11 Steps to Machine Learning Heaven

For the successful application of machine learning in general and in medical physics, radiology and oncology in particular, one first needs to properly characterize the nature of the problem, in terms of the input data and the desired outputs. Secondly, despite the robustness of machine learning to noise, a good model cannot substitute for bad data, keeping in mind that models are primarily built on approximations, and it has been stated that “All models are wrong; some models are useful (George Box).” Additionally, this has been stated as the GIGO principle , garbage in garbage out as shown in Fig. 1.4 [65].

Fig. 1.4
figure 4

GIGO paradigm. Learners cannot be better than the data

Thirdly, the model needs to generalize beyond the observed data into unseen data, as indicated by the inductive bias mentioned earlier. To achieve this goal, the model needs to be kept as simple as possible but not simpler, a property known as parsimony, which follows from Occam’s razor that “Among competing hypotheses, the hypothesis with the fewest assumptions should be selected.” Analytically, the complexity of a model could be derived using different metrics such as Vapnik–Chervonenkis (VC) dimension discussed in Chap. 2 for instance [32]. However, deep learning algorithms with their large number of layers for learning data representation and performing model prediction in the same architecture, may present a future challenge to this classical notion, but the overall objective remains the same, that is, to achieve generalizability to out-of-sample data, which should be carefully evaluated as discussed in Chap. 6. Finally, a major limitation in the adoption of machine learning in general and deep learning in particular by the larger medical community is the “black box” stigma and the inability to provide an intuitive interpretation of the learned process that could help clinical practitioners better understand their data and trust the model predictions.
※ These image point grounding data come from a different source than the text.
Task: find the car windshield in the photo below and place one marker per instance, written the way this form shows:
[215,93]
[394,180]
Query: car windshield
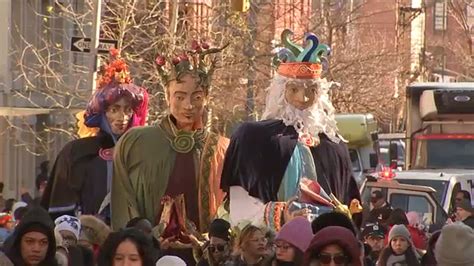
[385,151]
[438,185]
[444,153]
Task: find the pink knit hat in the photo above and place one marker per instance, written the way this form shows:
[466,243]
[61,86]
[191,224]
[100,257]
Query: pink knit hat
[297,232]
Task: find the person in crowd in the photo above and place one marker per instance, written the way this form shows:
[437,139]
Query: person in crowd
[333,245]
[380,209]
[93,233]
[400,249]
[18,210]
[62,256]
[127,247]
[333,219]
[145,226]
[462,195]
[7,225]
[5,261]
[250,249]
[292,241]
[270,235]
[9,205]
[33,241]
[81,176]
[69,227]
[42,177]
[398,216]
[170,261]
[455,246]
[465,212]
[29,199]
[373,235]
[219,247]
[429,257]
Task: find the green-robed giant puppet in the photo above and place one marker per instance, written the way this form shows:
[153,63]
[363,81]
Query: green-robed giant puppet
[170,172]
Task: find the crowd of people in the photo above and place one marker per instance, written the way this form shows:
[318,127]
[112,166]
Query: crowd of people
[279,192]
[31,237]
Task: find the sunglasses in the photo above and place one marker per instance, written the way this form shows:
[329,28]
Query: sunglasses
[219,247]
[281,246]
[327,258]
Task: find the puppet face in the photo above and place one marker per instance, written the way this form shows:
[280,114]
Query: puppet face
[119,114]
[301,94]
[187,100]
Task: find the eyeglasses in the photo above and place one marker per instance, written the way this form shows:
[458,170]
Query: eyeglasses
[327,258]
[218,247]
[281,246]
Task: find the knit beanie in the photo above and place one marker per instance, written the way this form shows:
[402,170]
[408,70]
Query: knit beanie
[466,205]
[297,232]
[338,235]
[170,261]
[400,230]
[220,228]
[455,246]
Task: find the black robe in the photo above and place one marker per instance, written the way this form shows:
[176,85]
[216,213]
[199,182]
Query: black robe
[78,177]
[259,153]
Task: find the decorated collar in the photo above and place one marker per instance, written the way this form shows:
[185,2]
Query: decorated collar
[182,141]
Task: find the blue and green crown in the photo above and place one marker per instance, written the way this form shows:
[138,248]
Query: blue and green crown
[301,62]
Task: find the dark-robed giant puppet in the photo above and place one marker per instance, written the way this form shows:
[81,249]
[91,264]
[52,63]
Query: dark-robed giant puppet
[295,150]
[81,177]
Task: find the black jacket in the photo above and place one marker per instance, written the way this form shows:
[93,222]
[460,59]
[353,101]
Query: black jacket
[469,221]
[36,216]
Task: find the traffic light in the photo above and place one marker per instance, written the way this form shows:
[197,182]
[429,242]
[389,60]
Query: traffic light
[240,5]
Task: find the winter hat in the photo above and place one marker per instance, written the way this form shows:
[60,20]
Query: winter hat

This is an active and necessary area of research that requires special attention from the machine learning community working in biomedicine. Solutions such as deriving proxy models, developing attention maps, providing disentangled representation or learning with known operators have been emerging to create a more interpretable/explainable machine learning paradigm [66,67,68,69,70].

12 Conclusions

Machine and deep learning present computer algorithms that are able to learn from the surrounding environment to optimize the solution for the task at hand. It builds on expertise from diverse fields such as artificial intelligence, probability and statistics, computer science, information theory, and cognitive neuropsychology. Machine learning algorithms can be categorized into different classes according to the nature of the data, its representation, the learning process, and the model type. Machine learning has a long history in biomedicine, particularly in radiology, but its application in medical physics and oncology is in its infancy, with high potential and promising future to improve the safety and efficacy of clinical care and advance cancer research discovery.